David Patrikarakos David Patrikarakos

The tragedy of Lebanon — from safe haven to bankruptcy

Lebanon’s descent into sectarian chaos can be directly traced to its topography, and its long history of sheltering persecuted minorities, says Charif Majdalani

Wreckage after the explosion in the Port of Beirut on 4 August last year [Getty Images] 
issue 24 July 2021

Mountains are humanity’s most comforting topographical feature. Wherever you find them you will also find those who have flocked to them for refuge. The Kurds, the world’s largest stateless people, span the most mountainous areas of their host states, while ‘Lebanon’ referred originally to the mountains in the eastern Mediterranean that for centuries served as a haven for all the region’s minorities. First came the Christian Maronites, fleeing the persecution of the Orthodox Byzantine Empire in the 7th century; then in the 10th and 11th centuries the Shiite Muslims, persecuted by the Sunni powers; followed by the Druze, persecuted by the Shiites.

These are the origins of the modern multi-ethnic Lebanese state that, as Charif Majdalani observes in this powerful and original book, made the nation a bridge ‘straddling the great cultures of the East and the West’. But this heterogeneity was also a curse — ‘the source of all the conflicts to come’ — because it forced upon the Lebanese a confessional state system which distributed political office according to religion and sect. The perennial squabbling eventually led to civil war and the emergence of sectarian warlords who seized control of the government and public sector, creating the vertiginous ‘clientelism and corruption’ which brought about the collapse of the country last year. It is this disaster that Majdalani seeks to document day to day throughout key months in 2020.
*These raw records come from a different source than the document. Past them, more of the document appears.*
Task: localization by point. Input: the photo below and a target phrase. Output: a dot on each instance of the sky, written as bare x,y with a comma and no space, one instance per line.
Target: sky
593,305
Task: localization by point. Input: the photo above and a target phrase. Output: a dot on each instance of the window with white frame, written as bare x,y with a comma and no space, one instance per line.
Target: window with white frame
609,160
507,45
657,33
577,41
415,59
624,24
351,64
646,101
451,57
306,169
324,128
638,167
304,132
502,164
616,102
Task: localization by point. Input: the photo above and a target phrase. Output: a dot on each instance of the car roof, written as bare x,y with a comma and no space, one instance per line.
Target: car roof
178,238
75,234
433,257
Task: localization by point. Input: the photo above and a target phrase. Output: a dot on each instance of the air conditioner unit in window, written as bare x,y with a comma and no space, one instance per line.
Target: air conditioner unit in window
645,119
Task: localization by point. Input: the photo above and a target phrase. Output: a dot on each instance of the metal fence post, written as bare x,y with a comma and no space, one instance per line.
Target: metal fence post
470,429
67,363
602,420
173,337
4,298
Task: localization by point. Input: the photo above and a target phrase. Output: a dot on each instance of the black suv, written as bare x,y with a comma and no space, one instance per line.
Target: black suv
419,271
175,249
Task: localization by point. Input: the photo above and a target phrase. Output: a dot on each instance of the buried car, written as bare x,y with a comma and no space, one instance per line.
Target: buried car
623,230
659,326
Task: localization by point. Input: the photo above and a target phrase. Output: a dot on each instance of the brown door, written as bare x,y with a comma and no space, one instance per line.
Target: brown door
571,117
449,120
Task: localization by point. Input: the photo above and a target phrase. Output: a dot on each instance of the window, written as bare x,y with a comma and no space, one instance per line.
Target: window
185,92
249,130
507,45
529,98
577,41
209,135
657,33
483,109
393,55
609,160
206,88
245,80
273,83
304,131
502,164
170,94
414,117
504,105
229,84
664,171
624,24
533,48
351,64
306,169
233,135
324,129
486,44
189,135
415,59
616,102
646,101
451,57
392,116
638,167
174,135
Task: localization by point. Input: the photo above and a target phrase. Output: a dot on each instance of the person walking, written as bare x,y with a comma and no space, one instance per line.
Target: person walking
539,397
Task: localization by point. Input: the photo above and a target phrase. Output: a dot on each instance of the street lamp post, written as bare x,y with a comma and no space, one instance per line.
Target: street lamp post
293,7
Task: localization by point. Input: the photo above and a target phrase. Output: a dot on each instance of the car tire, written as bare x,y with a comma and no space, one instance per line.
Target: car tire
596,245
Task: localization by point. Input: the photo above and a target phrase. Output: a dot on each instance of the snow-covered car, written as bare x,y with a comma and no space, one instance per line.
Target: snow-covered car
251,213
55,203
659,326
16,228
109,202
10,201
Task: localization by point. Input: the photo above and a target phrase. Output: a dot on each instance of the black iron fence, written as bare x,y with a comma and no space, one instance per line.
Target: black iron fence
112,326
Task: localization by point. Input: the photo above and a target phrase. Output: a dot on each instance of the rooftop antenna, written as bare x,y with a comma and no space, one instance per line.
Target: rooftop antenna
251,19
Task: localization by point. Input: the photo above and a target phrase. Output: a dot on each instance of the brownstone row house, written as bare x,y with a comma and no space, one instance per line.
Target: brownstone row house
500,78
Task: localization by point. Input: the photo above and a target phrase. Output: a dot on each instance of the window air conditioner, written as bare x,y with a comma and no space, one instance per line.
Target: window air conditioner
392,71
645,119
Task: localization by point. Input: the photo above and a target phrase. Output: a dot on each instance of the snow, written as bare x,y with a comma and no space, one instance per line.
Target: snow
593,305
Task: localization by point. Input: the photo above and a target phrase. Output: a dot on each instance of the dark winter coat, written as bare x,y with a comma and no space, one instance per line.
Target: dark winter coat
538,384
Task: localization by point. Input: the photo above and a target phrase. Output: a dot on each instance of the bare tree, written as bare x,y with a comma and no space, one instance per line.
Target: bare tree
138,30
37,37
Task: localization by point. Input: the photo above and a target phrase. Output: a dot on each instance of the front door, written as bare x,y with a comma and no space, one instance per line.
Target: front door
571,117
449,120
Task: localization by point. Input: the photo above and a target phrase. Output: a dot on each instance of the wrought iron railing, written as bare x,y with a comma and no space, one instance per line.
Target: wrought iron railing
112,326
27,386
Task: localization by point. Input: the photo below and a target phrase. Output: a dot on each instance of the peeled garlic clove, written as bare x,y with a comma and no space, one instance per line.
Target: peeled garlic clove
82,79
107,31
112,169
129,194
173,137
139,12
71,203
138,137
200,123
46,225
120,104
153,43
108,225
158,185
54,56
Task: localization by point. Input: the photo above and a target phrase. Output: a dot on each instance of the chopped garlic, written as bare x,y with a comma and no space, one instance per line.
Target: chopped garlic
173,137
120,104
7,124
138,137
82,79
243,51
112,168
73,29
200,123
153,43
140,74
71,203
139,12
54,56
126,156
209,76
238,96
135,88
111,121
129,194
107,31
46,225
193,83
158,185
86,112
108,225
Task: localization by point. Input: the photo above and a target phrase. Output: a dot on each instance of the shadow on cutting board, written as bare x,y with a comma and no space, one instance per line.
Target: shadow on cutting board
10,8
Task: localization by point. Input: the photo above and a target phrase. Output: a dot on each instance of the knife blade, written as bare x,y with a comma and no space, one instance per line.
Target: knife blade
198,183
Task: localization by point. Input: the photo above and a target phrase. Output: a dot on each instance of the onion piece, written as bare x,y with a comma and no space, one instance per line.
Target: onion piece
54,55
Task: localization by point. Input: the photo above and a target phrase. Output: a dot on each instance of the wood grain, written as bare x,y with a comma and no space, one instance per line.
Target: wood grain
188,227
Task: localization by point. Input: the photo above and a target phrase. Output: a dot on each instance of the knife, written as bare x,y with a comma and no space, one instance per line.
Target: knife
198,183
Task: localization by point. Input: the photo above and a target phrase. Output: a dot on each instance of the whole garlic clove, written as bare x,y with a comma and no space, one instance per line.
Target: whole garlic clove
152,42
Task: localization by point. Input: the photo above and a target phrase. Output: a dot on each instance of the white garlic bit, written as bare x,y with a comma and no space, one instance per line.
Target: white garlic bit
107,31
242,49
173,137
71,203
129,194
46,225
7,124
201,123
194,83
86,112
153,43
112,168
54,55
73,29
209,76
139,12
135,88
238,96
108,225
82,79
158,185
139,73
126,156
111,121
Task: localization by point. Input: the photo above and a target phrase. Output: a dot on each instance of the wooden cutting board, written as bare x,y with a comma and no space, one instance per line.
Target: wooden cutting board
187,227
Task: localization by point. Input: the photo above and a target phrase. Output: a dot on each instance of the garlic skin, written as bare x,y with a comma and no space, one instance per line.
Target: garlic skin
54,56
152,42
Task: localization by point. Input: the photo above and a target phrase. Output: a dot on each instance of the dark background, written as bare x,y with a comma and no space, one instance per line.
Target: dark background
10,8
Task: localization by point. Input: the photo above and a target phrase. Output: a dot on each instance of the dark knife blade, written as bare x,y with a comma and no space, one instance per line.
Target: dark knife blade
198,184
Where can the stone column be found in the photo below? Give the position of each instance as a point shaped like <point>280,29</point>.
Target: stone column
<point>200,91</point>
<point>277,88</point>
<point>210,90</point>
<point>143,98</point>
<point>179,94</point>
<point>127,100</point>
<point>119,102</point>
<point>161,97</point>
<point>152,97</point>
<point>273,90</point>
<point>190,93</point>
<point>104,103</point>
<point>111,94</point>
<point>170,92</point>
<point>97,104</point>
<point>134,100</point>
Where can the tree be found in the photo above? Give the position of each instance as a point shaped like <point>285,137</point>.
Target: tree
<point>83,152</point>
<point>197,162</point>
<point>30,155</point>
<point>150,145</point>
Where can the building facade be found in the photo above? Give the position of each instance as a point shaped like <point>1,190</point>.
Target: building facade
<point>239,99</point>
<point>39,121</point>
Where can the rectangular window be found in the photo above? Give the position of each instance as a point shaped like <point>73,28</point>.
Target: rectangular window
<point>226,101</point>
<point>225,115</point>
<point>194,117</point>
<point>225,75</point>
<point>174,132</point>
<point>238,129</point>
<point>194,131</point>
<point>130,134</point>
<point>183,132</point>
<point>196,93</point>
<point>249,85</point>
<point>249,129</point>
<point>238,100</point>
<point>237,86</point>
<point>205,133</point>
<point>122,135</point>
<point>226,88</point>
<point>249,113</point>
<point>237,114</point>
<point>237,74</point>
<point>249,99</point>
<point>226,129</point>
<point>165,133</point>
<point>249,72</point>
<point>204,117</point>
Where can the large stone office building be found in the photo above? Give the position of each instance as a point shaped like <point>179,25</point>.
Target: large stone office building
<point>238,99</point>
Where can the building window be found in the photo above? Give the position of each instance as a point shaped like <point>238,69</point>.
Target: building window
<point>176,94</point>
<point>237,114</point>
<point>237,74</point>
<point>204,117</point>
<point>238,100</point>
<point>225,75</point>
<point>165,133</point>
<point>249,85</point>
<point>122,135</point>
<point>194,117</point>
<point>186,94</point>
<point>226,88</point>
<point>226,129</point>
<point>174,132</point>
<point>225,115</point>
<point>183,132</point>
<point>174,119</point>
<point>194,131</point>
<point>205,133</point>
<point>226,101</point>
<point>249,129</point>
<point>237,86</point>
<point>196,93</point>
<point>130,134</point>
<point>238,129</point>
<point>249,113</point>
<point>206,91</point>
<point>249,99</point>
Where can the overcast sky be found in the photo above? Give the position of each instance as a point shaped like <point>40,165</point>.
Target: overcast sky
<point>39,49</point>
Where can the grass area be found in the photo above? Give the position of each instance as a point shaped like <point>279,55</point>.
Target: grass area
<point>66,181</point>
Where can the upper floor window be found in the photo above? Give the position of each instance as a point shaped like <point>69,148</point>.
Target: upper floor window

The book, then, is most obviously a diary of a society which is imploding: a newsreel depicting the type of Middle East collapse we have come to expect, ‘inexhaustible, ad nauseam’. It is a story of the ‘economic collapse, the bankruptcy of the country, capital control, exchange rates, the pound in free fall, inflation and penury lying in wait for us all’, as Lebanon tumbles into ruin. Majdalani spends his days

running from one bank to the other, converting dollars into pounds at the official exchange rate, then comparing that to the banks’ rates, then to the changers’, then to the black market rate… before getting completely muddled and giving up on the whole thing.